He believes a renewed understanding and appreciation of moments like this is crucial for women’s football. “Football is the only popular space I know where people sing ‘Shit club, no history’. Every match played today gains its meaning, at least in part, from its place in a longer story, and that is missing in women’s football. A lot happened between the Dick Kerr Ladies in the First World War and the 1991 World Cup, but no one told those stories, and some are epic and mythical.

“Women’s football hasn’t been very well documented until the last few years,” Dunn agrees. “It was difficult to put these pieces together – you had no official tournaments or professional leagues, or records that were kept in a systematic way. There is often the idea that all the paperwork is in a box somewhere, but no one knows exactly where that box is.”

The documentary’s themes of power, control, misogynistic officialdom and commercial opportunism also resonate strongly in the wake of last year’s World Cup – and at a time when women’s football is attracting more investment than ever before. “It just proves that football fever has been simmering among the world’s female population for the past 120 years like lava beneath the Earth’s crust,” says Goldblatt. “If there was any chance, it was there waiting to explode. Isn’t it great that we’re finally here?”

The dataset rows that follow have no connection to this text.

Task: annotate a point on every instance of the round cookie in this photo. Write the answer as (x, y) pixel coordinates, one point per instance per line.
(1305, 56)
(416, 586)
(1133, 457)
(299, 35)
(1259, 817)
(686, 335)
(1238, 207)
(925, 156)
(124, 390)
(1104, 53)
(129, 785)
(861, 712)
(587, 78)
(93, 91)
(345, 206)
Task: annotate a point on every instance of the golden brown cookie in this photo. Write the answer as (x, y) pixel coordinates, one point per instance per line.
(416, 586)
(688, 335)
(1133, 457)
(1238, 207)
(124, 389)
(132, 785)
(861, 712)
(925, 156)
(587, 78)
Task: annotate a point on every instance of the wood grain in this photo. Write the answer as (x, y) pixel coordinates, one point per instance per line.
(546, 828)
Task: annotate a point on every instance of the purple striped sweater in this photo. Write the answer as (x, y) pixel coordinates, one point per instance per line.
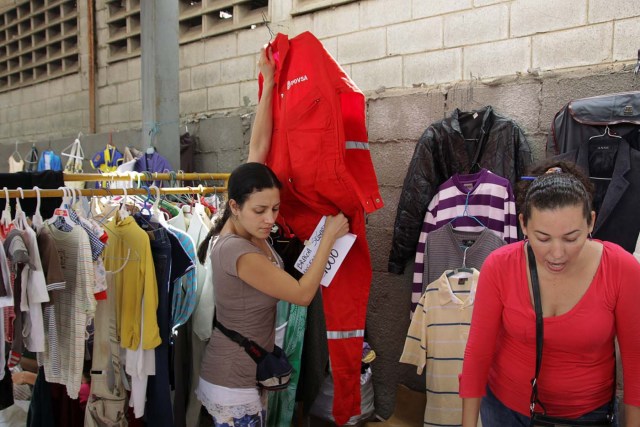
(488, 197)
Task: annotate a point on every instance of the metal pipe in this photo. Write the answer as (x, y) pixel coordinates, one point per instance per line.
(92, 66)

For the players themselves, the re-emergence of archive footage from the 1971 World Cup has filled in their own personal gaps – Paula Rayner (now Milnes), for example, had completely forgotten about scoring against Argentina in England’s first match. And while their experience was thoroughly fantastic, the documentary allows them to share it with an audience who might otherwise never have thought it possible.

Emms – whose mother inspired her own sports career – appreciates the opportunity for the generations who followed in their footsteps to say thank you.

“They went to Mexico, challenged everyone and stuck two fingers at FIFA,” she says. “And it is very nice to celebrate that. It wasn’t a dream, it was real.”